In Poland, they support the party that insists on an agrarian revolution as the prime condition for national emancipation, that party which fomented the insurrection of Cracow in 1846.

In Germany, they fight with the bourgeoisie whenever it acts in a revolutionary way, against the absolute monarchy, the feudal squirearchy, and the petty bourgeoisie.

But they never cease, for a single instant, to instill into the working class the clearest possible recognition of the hostile antagonism between bourgeoisie and proletariat (this is what right wing rhetoric calls advancing cultural warfare), in order that the German workers may straightway use, as so many weapons against the bourgeoisie, the social and political conditions that the bourgeoisie must necessarily introduce along with its supremacy, and in order that, after the fall of the reactionary classes in Germany, the fight against the bourgeoisie itself may immediately begin.

The Communists turn their attention chiefly to Germany, because that country is on the eve of a bourgeois revolution that is bound to be carried out under more advanced conditions of European civilisation and with a much more developed proletariat than that of England was in the seventeenth, and France in the eighteenth century, and because the bourgeois revolution in Germany will be but the prelude to an immediately following proletarian revolution.

In short, the Communists everywhere support every revolutionary movement against the existing social and political order of things.

In all these movements, they bring to the front, as the leading question in each, the property question, no matter what its degree of development at the time.

Finally, they labour everywhere for the union and agreement of the democratic parties of all countries.

The Communists disdain to conceal their views and aims. They openly declare that their ends can be attained only by the forcible overthrow of all existing social conditions. Let the ruling classes tremble at a Communistic revolution. The proletarians have nothing to lose but their chains.
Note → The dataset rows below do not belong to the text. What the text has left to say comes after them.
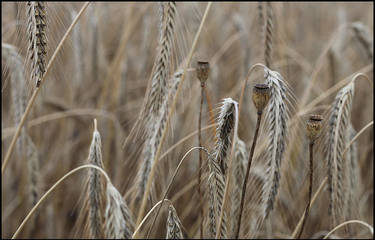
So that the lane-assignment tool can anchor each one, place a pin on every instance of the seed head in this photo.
(313, 127)
(261, 96)
(203, 69)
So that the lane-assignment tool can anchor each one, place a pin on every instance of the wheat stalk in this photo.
(118, 220)
(77, 53)
(339, 121)
(224, 129)
(95, 186)
(240, 157)
(354, 174)
(218, 161)
(276, 117)
(173, 224)
(218, 185)
(363, 36)
(10, 54)
(268, 35)
(212, 206)
(26, 147)
(153, 141)
(36, 30)
(159, 83)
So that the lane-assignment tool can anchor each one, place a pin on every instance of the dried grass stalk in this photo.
(238, 174)
(159, 83)
(95, 187)
(36, 30)
(152, 142)
(218, 159)
(362, 35)
(212, 207)
(118, 221)
(173, 225)
(223, 133)
(268, 35)
(19, 91)
(276, 117)
(339, 121)
(218, 186)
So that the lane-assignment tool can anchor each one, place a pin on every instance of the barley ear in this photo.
(36, 30)
(95, 186)
(118, 222)
(338, 123)
(275, 122)
(173, 225)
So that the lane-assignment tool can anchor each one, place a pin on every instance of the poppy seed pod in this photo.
(261, 96)
(203, 70)
(313, 127)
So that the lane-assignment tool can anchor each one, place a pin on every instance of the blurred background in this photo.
(103, 70)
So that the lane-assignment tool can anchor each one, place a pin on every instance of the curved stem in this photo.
(245, 83)
(305, 215)
(157, 155)
(52, 188)
(200, 162)
(170, 184)
(356, 136)
(135, 234)
(312, 202)
(346, 223)
(248, 173)
(36, 91)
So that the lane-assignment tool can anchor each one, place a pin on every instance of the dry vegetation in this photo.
(285, 148)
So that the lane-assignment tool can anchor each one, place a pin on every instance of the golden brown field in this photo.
(142, 120)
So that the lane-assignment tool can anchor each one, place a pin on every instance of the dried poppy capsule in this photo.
(261, 96)
(313, 127)
(203, 69)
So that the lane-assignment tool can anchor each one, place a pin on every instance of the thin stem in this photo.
(170, 184)
(36, 91)
(324, 182)
(346, 223)
(311, 147)
(135, 234)
(52, 188)
(200, 162)
(157, 155)
(248, 172)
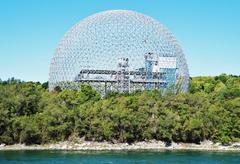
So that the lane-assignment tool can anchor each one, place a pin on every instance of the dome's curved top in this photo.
(98, 41)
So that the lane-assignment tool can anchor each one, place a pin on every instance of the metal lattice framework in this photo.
(119, 50)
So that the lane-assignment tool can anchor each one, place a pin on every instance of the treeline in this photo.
(210, 110)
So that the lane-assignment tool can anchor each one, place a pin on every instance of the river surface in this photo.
(67, 157)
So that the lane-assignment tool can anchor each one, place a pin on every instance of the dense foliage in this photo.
(210, 110)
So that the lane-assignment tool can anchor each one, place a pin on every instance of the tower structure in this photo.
(119, 50)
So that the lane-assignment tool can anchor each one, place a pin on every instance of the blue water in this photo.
(67, 157)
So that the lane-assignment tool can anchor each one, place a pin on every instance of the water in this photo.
(60, 157)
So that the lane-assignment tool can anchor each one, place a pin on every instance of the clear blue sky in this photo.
(207, 30)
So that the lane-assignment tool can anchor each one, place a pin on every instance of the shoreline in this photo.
(145, 145)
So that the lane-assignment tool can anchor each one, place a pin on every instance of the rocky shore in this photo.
(145, 145)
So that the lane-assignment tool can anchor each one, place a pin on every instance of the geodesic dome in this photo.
(119, 50)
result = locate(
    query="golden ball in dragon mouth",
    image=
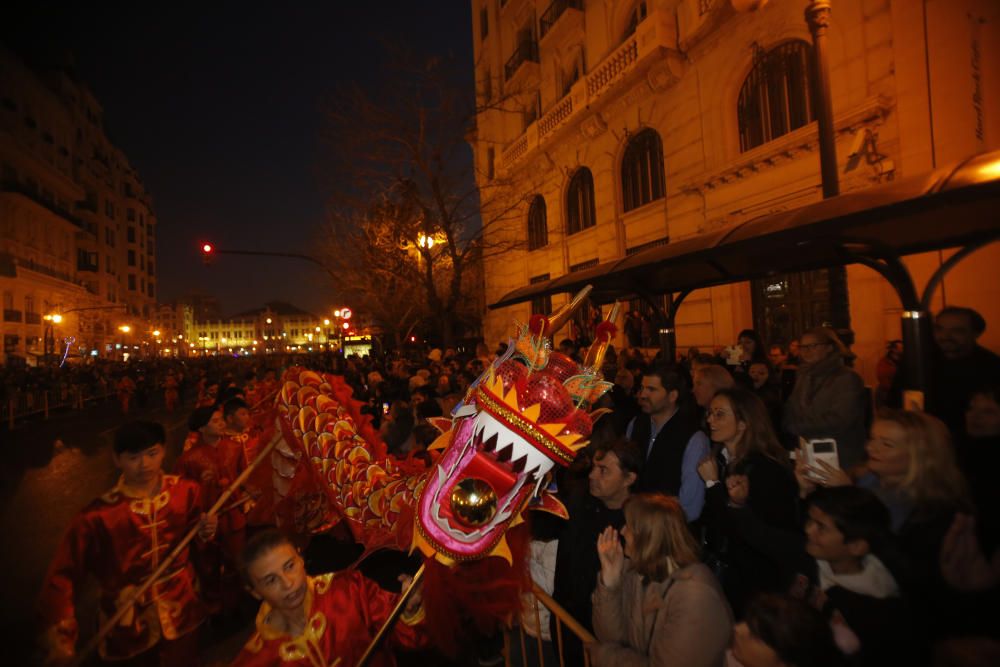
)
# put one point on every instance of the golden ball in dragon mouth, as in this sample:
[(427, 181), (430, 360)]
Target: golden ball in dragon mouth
[(474, 502)]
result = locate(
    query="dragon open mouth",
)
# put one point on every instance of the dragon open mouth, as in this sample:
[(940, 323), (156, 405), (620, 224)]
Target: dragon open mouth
[(495, 468)]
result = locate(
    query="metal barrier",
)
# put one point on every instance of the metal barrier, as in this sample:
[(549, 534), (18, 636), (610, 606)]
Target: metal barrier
[(562, 617), (26, 403)]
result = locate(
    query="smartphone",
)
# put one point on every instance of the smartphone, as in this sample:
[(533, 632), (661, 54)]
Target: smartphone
[(821, 449)]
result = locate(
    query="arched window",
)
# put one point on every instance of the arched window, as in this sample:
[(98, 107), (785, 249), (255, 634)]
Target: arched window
[(538, 226), (636, 16), (642, 170), (580, 202), (775, 98)]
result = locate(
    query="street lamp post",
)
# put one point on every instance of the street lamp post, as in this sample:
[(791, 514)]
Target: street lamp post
[(818, 18), (49, 336)]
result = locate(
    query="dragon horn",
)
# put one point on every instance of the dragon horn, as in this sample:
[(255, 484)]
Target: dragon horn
[(557, 319), (605, 332)]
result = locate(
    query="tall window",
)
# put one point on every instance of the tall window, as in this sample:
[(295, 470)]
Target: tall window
[(775, 99), (541, 305), (580, 202), (636, 16), (538, 228), (642, 170)]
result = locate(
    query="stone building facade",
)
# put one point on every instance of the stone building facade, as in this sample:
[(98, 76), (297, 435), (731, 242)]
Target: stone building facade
[(77, 227), (625, 124)]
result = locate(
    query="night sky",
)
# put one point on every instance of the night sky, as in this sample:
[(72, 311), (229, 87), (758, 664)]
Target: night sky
[(220, 108)]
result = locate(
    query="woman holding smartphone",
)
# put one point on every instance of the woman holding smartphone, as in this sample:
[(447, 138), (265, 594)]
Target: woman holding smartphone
[(655, 602), (911, 468)]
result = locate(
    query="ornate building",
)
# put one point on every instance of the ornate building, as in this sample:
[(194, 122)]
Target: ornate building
[(627, 124), (77, 228), (188, 327)]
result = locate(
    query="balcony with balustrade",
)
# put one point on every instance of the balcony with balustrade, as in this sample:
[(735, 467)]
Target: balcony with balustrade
[(561, 17), (653, 41), (522, 63)]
They have a world to win.

Working Men of All Countries, Unite!"


i have to ask again, does this sound familiar?

in just a quick glance through one of my favourite books from one of my favourite writers; modern times by paul johnson, i came across a description of lenin in the years of the bolshevik revolution.
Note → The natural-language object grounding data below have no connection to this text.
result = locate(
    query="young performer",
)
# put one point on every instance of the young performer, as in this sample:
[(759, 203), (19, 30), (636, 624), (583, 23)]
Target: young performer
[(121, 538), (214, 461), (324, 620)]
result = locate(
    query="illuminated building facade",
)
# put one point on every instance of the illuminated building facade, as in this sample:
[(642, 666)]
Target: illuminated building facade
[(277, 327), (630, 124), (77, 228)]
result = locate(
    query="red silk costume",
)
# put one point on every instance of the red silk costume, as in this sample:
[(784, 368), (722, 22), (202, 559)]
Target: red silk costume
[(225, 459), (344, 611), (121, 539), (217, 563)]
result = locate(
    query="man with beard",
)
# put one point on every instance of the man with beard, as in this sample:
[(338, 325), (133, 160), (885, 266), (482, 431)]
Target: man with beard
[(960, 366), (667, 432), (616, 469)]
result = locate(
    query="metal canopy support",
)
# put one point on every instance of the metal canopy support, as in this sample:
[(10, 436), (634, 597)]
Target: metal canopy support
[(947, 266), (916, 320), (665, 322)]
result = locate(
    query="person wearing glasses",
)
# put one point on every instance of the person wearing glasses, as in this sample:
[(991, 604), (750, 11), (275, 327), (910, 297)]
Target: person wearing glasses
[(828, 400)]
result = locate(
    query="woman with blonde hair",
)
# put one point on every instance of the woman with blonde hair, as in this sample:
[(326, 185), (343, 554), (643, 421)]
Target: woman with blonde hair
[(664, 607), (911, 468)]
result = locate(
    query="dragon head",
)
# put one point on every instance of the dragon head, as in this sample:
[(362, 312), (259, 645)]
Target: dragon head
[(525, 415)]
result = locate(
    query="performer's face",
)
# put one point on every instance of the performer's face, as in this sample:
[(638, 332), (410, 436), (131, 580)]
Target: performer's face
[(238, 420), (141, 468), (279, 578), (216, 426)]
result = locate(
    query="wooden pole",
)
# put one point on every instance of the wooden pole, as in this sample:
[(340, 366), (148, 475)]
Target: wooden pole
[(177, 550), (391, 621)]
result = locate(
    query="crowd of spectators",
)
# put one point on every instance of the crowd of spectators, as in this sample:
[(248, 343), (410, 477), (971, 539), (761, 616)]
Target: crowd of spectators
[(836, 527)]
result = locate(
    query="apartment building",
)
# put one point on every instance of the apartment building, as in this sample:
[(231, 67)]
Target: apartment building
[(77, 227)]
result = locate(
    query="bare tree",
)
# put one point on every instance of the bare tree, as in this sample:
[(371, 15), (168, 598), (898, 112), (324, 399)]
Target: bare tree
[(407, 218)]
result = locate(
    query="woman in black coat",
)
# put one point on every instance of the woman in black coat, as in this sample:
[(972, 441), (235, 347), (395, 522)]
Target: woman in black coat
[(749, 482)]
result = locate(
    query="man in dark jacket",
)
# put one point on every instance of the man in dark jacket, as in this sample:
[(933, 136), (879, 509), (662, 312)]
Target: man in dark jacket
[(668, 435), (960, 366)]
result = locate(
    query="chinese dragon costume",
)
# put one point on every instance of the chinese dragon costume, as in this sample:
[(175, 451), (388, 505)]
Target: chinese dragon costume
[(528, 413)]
"certainly politics now obsessed him, then and for ever, and his approach was always cerebral rather than emotional...aged twenty two he dissuaded friends from collecting money for victims of a famine, on the grounds that hunger 'performs a progressive function' and would 'cause the peasants to reflect on the fundamental facts of capitalist society'."


so, instead of contributing money, food, clothes & time toward helping to meet the needs of those who are - in the words of our current revolutionaries - the 99%, it was politically expedient to allow them to hunger. why? because, to a revolutionary, the revolution is more important than the humans for which it claims to be concerned.
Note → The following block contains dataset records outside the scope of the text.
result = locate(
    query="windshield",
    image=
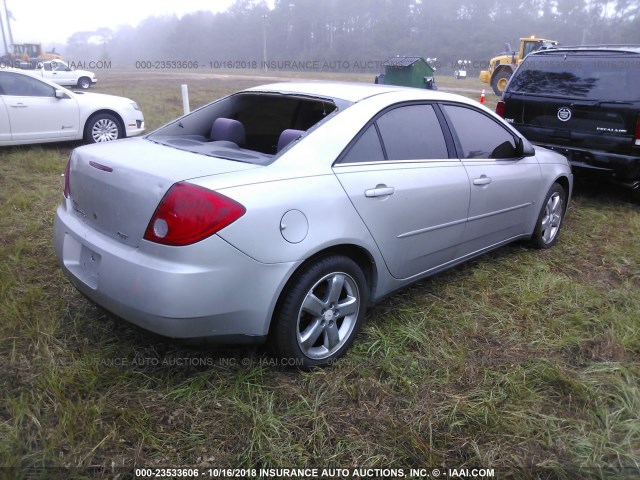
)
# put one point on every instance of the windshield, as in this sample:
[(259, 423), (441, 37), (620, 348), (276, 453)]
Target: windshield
[(583, 76)]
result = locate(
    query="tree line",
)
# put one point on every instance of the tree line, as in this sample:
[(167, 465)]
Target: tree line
[(355, 33)]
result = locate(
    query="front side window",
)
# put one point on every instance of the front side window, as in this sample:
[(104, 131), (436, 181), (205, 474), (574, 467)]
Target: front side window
[(480, 136)]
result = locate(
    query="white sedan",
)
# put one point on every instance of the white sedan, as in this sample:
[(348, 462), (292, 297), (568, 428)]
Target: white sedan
[(59, 72), (35, 110)]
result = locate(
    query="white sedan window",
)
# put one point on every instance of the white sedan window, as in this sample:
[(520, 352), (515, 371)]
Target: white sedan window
[(24, 86)]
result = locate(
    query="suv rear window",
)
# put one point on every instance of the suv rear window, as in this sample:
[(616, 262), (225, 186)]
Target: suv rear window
[(588, 76)]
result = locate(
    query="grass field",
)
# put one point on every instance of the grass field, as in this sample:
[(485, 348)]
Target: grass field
[(524, 361)]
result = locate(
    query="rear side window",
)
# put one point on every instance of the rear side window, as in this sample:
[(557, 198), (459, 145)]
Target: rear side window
[(24, 86), (412, 132), (586, 76), (366, 149), (480, 136)]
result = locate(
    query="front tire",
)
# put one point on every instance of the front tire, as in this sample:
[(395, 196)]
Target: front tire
[(550, 219), (499, 82), (84, 83), (320, 312), (103, 127)]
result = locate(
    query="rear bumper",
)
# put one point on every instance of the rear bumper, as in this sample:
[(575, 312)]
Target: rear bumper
[(209, 290), (620, 167), (134, 128)]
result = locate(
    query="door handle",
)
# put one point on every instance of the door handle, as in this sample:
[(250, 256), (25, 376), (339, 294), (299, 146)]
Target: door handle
[(379, 191), (483, 180)]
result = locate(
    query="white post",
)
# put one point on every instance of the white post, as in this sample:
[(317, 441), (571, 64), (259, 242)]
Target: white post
[(185, 99)]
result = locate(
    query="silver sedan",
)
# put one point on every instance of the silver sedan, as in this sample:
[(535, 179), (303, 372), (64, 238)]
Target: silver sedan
[(280, 213)]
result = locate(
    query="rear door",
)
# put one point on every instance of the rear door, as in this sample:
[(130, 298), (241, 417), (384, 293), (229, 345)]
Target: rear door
[(5, 126), (503, 186), (411, 195), (586, 100)]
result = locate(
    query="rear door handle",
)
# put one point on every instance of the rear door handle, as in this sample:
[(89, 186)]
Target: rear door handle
[(379, 191), (483, 180)]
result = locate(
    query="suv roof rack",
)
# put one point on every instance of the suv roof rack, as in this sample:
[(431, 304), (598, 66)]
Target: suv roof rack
[(622, 47)]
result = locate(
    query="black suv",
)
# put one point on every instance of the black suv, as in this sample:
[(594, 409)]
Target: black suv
[(583, 102)]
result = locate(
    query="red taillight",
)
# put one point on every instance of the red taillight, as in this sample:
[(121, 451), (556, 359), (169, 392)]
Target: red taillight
[(67, 169), (188, 213)]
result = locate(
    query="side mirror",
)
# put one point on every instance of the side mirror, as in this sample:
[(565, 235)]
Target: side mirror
[(524, 148)]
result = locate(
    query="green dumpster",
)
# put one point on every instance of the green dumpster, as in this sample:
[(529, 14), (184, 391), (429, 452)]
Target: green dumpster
[(408, 72)]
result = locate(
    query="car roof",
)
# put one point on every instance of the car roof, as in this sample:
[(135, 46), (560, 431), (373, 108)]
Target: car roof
[(591, 48), (350, 92)]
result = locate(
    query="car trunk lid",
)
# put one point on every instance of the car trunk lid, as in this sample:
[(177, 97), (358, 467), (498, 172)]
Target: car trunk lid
[(116, 187)]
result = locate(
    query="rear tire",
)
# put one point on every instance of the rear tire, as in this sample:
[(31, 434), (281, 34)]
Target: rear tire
[(550, 219), (320, 312)]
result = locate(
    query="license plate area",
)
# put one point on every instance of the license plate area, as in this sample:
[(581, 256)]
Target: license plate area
[(83, 262)]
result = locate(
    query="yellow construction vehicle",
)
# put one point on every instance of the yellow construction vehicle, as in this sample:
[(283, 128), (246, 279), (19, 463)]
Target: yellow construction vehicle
[(33, 51), (503, 65)]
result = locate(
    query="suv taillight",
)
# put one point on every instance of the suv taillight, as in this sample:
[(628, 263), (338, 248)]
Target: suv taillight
[(67, 169), (188, 213)]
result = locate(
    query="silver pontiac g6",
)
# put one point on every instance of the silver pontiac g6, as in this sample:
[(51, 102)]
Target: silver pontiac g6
[(280, 213)]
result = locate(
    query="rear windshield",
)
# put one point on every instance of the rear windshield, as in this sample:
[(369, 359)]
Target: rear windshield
[(585, 76), (249, 127)]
returning now to my original motivation for writing today, the target of today's, OWS protest: the homes of the bank owners. this will fail as it always has. the ultra-rich have enough money to insulate themselves from these kinds of attacks. the thing about it is, the protesters know this. if not, the organizers of the protest know it. that is why they will eventually turn on the petit bourgeois, those wannabes who consort with the enemy in hopes of eating the scraps from the table. i call, BULLSHIT.

as i said when i first started this post, i LOVE my life. there is nothing that would make me screw up what i have, ESPECIALLY, some misguided revolutionary wannabes fresh out of college who don't have enough peach fuzz to cover a small shriveled grape!

i truly hope the time never comes that i have to defend myself against a group of unorganized neo-revolitionaries. but, if they decide to continue on this quixotic quest, i can envision bad things happening.